I had read about this gift exchange and decided to practice it. I had bought Ryan a Mickey Mouse Club house Mega Blocks assemble. It is his current favourite and figured he can share this with Megan later. And I got Ryan a box for him to put in his presents to Megan. He ended up putting some of his toys in it and said that he wants to share it with her. So sweet of him.
The entire hospital stay was a little stressful for me, esp. when everyone was in the room and Ryan running around. Hubby stayed on with me throughout the nights I was there while mum accompanied me in the afternoons. Ryan continued with school and on non-school days, he was with nanny. Megan was kept with me throughout the day and was sent back to the nursery at night. She was brought to me when she needs feeding though, so you can imagine all the interruptions I have during the night.

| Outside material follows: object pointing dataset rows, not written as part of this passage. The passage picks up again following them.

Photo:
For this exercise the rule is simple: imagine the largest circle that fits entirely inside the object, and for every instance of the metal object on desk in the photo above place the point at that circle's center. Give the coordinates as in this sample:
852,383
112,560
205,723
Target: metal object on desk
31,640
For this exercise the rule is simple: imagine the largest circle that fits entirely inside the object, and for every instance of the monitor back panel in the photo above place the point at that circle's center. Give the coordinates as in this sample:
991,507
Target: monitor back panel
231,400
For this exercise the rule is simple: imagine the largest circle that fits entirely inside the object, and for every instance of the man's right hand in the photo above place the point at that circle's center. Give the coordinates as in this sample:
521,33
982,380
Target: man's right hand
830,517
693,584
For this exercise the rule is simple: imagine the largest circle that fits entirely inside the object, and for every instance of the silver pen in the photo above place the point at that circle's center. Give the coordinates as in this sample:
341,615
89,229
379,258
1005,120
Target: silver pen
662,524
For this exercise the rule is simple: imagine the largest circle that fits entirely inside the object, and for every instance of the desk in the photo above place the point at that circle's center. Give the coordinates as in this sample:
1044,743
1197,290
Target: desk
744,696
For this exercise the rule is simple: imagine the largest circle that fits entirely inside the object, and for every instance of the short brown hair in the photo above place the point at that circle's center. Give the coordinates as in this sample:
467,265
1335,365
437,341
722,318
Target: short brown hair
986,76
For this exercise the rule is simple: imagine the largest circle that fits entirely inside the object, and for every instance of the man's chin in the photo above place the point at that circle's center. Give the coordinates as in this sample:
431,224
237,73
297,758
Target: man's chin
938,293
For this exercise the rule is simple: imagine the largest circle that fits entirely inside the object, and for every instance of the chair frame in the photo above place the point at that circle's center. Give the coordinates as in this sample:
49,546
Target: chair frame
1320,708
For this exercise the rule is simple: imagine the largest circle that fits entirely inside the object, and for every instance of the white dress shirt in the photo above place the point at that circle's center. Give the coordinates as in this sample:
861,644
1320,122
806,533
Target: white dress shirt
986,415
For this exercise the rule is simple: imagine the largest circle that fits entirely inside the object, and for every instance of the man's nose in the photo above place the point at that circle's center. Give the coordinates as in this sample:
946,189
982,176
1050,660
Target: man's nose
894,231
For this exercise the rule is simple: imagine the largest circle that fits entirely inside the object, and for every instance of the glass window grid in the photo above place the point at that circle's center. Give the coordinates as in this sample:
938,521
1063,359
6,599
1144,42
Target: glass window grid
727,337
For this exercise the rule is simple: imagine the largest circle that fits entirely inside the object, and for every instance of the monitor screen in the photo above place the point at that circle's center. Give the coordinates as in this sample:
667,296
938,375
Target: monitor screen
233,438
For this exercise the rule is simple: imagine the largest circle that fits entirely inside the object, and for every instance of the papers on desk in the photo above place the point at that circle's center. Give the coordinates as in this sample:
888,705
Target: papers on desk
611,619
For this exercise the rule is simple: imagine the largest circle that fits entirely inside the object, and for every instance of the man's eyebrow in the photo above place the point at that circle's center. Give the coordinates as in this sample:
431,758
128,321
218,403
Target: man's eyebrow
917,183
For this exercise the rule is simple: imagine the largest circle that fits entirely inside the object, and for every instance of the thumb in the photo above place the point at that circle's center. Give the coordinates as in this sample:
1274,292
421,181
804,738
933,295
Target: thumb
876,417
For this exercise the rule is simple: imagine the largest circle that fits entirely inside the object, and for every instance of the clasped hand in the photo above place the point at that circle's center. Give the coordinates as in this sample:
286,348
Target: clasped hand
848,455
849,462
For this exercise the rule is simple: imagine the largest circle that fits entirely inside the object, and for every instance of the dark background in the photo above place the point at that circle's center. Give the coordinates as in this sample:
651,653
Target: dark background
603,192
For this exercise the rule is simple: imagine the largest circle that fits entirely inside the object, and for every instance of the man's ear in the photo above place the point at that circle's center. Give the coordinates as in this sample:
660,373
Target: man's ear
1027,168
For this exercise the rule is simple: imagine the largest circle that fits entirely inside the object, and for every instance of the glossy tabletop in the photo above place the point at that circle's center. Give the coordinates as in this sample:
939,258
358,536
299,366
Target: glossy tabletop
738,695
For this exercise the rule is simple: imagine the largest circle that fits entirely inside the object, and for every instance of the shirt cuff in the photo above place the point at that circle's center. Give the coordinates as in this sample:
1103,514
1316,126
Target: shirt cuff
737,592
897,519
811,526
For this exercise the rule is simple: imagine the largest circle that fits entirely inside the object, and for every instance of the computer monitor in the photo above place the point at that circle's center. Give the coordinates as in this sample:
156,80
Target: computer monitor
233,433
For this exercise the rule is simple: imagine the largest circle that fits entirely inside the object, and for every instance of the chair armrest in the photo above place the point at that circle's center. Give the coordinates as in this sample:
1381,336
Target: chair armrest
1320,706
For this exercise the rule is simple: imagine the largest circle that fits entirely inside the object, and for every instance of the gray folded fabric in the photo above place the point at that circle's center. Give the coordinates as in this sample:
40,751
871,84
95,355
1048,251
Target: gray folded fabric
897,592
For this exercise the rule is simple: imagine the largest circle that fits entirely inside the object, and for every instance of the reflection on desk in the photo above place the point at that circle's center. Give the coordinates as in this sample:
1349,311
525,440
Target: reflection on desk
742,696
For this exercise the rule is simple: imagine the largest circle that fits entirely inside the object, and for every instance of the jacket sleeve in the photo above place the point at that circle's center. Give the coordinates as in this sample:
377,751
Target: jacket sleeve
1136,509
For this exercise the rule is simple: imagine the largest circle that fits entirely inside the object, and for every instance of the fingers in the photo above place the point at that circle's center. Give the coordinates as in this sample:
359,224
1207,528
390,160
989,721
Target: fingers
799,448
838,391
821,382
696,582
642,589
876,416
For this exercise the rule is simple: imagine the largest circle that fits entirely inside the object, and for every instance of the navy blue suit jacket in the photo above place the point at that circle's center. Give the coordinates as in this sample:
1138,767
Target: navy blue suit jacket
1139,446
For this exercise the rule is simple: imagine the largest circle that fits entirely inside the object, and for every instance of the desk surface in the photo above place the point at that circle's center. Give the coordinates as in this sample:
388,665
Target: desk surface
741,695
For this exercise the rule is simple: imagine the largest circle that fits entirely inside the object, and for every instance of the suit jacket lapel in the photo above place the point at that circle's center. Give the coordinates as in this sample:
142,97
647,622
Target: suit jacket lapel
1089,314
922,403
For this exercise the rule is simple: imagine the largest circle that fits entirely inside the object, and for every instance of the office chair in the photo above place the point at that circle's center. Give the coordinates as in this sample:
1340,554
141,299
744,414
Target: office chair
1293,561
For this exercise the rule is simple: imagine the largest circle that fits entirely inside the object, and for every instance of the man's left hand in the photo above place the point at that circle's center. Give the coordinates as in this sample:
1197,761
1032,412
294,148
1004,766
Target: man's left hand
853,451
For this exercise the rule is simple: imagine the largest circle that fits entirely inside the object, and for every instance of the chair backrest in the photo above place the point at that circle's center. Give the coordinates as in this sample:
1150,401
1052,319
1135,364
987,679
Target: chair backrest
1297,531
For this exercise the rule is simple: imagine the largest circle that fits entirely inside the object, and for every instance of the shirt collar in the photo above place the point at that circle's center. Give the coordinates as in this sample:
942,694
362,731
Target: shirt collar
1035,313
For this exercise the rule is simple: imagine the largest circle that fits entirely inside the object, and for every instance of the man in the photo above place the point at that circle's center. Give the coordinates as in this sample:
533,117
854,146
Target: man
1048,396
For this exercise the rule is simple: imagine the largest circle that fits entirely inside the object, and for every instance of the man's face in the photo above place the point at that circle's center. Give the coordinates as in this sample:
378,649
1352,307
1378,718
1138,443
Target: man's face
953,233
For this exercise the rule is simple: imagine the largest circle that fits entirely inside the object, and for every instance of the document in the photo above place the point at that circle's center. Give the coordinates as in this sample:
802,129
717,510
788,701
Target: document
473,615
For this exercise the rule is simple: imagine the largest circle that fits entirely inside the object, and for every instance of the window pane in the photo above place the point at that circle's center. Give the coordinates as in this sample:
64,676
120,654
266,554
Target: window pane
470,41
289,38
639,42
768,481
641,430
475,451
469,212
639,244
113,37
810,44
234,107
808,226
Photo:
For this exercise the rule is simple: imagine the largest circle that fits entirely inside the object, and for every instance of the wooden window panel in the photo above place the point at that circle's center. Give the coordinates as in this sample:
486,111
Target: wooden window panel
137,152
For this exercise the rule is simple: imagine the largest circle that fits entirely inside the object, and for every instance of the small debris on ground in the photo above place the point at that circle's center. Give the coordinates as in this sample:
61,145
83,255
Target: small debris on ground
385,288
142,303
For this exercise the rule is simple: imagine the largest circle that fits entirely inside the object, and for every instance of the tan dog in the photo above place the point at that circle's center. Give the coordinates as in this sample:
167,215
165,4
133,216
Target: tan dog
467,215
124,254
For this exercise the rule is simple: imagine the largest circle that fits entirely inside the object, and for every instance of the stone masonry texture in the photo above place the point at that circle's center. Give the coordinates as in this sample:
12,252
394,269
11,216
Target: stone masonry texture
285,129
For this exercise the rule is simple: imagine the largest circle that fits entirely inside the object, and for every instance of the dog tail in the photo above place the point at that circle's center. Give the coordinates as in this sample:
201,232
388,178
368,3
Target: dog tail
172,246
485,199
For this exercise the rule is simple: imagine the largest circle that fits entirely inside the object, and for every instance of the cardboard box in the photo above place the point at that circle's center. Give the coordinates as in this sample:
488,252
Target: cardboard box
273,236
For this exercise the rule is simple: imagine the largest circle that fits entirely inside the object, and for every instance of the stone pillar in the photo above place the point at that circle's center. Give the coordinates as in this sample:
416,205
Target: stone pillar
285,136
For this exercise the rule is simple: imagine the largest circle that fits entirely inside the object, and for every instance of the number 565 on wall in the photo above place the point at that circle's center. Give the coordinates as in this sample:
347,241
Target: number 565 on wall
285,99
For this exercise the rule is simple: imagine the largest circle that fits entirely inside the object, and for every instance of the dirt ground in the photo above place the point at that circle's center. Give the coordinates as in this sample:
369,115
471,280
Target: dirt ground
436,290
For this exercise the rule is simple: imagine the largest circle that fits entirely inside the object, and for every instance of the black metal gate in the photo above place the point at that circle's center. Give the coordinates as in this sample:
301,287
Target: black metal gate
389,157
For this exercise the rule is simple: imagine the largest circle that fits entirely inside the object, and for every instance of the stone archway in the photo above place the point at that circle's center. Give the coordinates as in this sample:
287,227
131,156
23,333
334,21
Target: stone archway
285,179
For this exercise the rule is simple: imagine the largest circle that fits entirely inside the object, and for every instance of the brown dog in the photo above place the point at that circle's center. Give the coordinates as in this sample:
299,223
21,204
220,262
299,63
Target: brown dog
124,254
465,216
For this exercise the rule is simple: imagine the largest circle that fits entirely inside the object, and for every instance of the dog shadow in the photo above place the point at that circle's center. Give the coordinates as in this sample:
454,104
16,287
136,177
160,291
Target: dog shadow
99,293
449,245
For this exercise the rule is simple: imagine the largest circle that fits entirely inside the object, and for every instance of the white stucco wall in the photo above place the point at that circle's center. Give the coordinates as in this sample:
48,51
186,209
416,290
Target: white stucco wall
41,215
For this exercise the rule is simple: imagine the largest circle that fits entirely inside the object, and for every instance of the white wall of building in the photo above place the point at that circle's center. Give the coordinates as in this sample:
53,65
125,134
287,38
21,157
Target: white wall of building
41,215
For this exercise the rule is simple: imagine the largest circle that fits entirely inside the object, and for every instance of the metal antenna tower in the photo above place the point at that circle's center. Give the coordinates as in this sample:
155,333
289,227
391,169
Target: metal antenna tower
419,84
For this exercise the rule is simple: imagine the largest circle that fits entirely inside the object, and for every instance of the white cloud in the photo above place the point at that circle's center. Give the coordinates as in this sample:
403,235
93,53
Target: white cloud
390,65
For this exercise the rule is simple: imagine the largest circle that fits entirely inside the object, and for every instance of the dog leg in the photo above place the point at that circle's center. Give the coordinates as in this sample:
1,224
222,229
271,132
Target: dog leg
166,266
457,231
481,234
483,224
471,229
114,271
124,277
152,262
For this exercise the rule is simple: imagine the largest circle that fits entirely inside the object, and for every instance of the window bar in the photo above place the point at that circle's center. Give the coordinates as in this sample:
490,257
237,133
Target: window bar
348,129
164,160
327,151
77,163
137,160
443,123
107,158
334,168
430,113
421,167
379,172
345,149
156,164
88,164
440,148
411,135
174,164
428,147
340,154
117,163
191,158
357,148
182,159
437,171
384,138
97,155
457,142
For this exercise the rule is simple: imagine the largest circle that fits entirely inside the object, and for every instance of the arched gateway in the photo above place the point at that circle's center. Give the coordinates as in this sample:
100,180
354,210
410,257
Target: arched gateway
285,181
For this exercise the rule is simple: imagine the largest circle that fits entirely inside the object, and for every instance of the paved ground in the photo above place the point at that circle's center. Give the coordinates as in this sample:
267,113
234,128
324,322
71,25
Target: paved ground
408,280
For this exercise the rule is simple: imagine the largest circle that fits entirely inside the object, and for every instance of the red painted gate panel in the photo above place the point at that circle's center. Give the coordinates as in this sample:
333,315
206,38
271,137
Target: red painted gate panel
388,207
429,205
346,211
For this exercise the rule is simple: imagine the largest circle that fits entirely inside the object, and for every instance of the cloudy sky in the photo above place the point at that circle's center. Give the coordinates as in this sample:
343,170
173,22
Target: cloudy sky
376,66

I am thankful that I have great support this time and it helps to lessen the stress in the post op period.
I had to deal with the pain, nursing Megan, eating horrible hospital food and basically not being able to move around much. Imagine the me you know ... and then minus all the mobility out of me. Can you imagine how miserable I was?? And then there is the dependency on family members and the hospital staff - made me feel like I was totally useless at that time. Ryan's remark of nobody reading to him at night made everything felt even worse.
With most mothers, there is this worry about whether you would be able to feed your baby sufficiently. I had that question with Ryan, now my question is "What am I going to do with all these excess milk?"I had severe engorgement and it was really painful for me. I used all sorts of known methods to deal with it, but still, the problem persists. (I am happy to say that I feel better today though).
Monday came and I was really looking forward to going back. We finally left the hospital at about 1-ish. The first thing I did was to bathe and wash my hair. It was not exactly great, because I had to use herbal water, but definitely better than not bathing and washing at all!
The first day at home with Megan was also a little stressful for me, but till today, it seems to be working out fine. I am looking forward to a great motherhood experience with my little girl just as I had with Ryan.